The rule requires any business that could be considered a creditor, including healthcare providers, to develop, implement and administer an identity theft prevention program designed to detect signs, referred to as "red flags," of identity theft, as well as to prevent and mitigate it.

ASCs were tasked with developing and implementing these identity theft prevention policies and procedures. According to Mr. Yerden, increased compliance issues, many which were supposed to go into effect in 2009, such as the Red Flags Rule, Medicare's Conditions for Coverage and additional HIPAA guidelines, represent an increasing burden for ASCs as the number of compliance regulations continues to grow.
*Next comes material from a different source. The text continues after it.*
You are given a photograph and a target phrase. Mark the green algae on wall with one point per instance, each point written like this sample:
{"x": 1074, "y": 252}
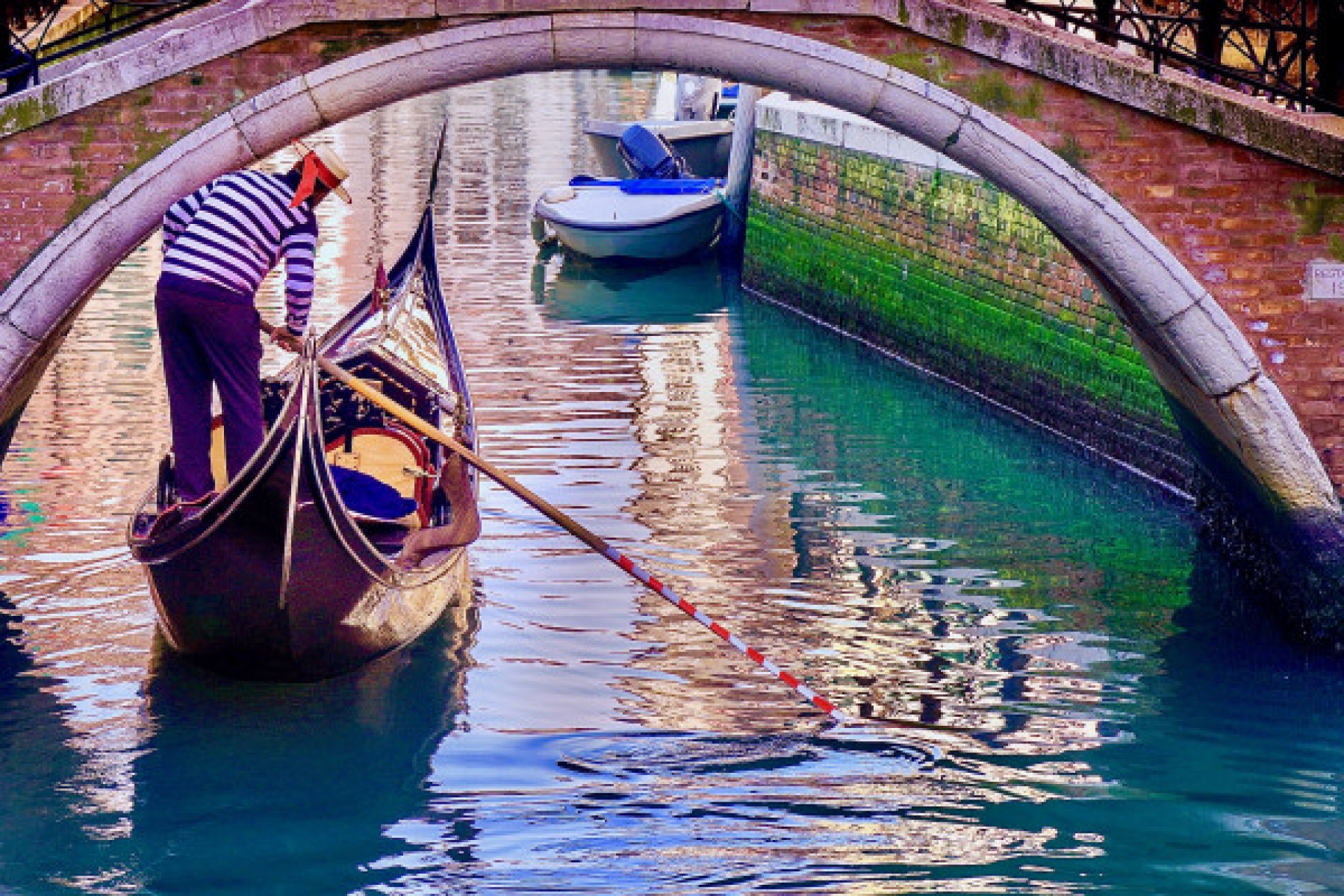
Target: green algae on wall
{"x": 958, "y": 276}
Adherence to these guidelines requires a significant effort on the part of an ASC administrator and can take away from the time an administrator can put toward improving quality of care and financial performance, he says.

On July 39, 2009, just three days before the Red Flags Rule was set to go into effect, the FTC announced that it would delay its enforcement until Nov. 1, 2009, and on Oct. 30, 2009, the FTC again pushed back the enforcement date until June 1, 2010. ASCs now have until next summer to comply with the Rule; however many facilities still spent considerable time and effort in 2009 preparing for a Rule that was repeatedly pushed back.

According to Ms. Brady, the Red Flags Rule is another example of regulations that have created more administrative and clerical work for ASCs. "I'm still collecting information on the Rule and attempting to get everything together so that we can implement procedures that comply with the Rule," she says.